Before entering the trade, I was familiar with the panels in the utility rooms marked “Siemens”. I had noticed them….but never really given a great deal of thought as to what they did and what purpose they served. Now I understand that these simple looking panel enclosures house the brains of many complex functions. They can control everything from water flow to air pressure to ambient temperature in a space. Without these nerve centers, the apparently seamless operation of many commercial spaces would not be possible. The devices that regulate these operations would be useless without a control module or a Siemens module to tell them what to do.
We started by pulling our control wire. Seemed simple enough. Next, we learned to terminate the devices. Learning the different devices and their function was interesting, but nothing earth-shattering. Then I was given the opportunity to begin learning about panel termination. WHOAH!

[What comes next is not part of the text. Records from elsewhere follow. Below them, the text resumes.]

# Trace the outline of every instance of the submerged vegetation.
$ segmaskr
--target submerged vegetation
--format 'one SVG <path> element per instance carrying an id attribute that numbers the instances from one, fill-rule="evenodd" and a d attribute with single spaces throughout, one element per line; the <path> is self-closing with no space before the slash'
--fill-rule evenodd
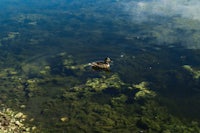
<path id="1" fill-rule="evenodd" d="M 24 106 L 21 106 L 22 108 Z M 36 132 L 36 127 L 23 124 L 27 120 L 27 115 L 22 112 L 14 112 L 10 108 L 1 105 L 0 111 L 0 132 L 2 133 L 30 133 Z M 33 119 L 32 119 L 33 120 Z"/>
<path id="2" fill-rule="evenodd" d="M 183 68 L 186 69 L 187 71 L 189 71 L 192 74 L 194 79 L 200 78 L 200 70 L 195 70 L 189 65 L 184 65 Z"/>
<path id="3" fill-rule="evenodd" d="M 22 125 L 32 125 L 18 126 L 21 132 L 200 131 L 197 121 L 186 122 L 160 105 L 148 82 L 125 83 L 115 72 L 74 69 L 78 63 L 67 53 L 48 56 L 42 62 L 1 71 L 1 102 L 28 115 L 20 121 Z M 80 78 L 91 74 L 96 76 Z M 12 126 L 12 120 L 9 122 Z"/>
<path id="4" fill-rule="evenodd" d="M 200 132 L 196 20 L 130 22 L 117 0 L 8 1 L 0 132 Z M 107 56 L 110 71 L 88 66 Z"/>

This is where it all came together. First, we had to build the panel with the appropriate modules required by the panel schedule. Now things started getting deep. Learning how the modules take the information and interact with each other to send out commands, take status reports, change variables, and make everything flow together was the “light bulb” moment. Now we could begin actual termination. That’s when things really got wild. The different cables carried different types of signals. So now, you had to be sure that the cable carrying the status to from the valve or thermostat or damper to the module was correct and different from the wire that would be carrying the command from the module to the device. The complexity of the systems cannot be understated (or necessarily adequately described in a simple blog).
The control systems remind me of the nervous system in the human body. The movement of impulses through the cables to and from the panel made me think of nerve impulses to and from the brain. The devices that receive the commands and, in turn, send statuses, are like arms and legs that move to a command or send “feeling” back to the brain. So, for example, if the Siemens panel module reads or “feels” from a device that the air pressure is too high or too low, it will send a command to the corresponding damper to open or close as needed to correct the problem. It’s kind of like a hand getting too hot and the brain telling it to pull away before it gets burned!
I feel truly fortunate that the journeymen and foreman that I work with have so much experience in this specialty and are so generously willing to take the time to explain the operations of the different devices and modules to me and the other apprentices on our site. I am grateful to be able to benefit from their experience and patience and look forward to learning more about this exciting part of our trade!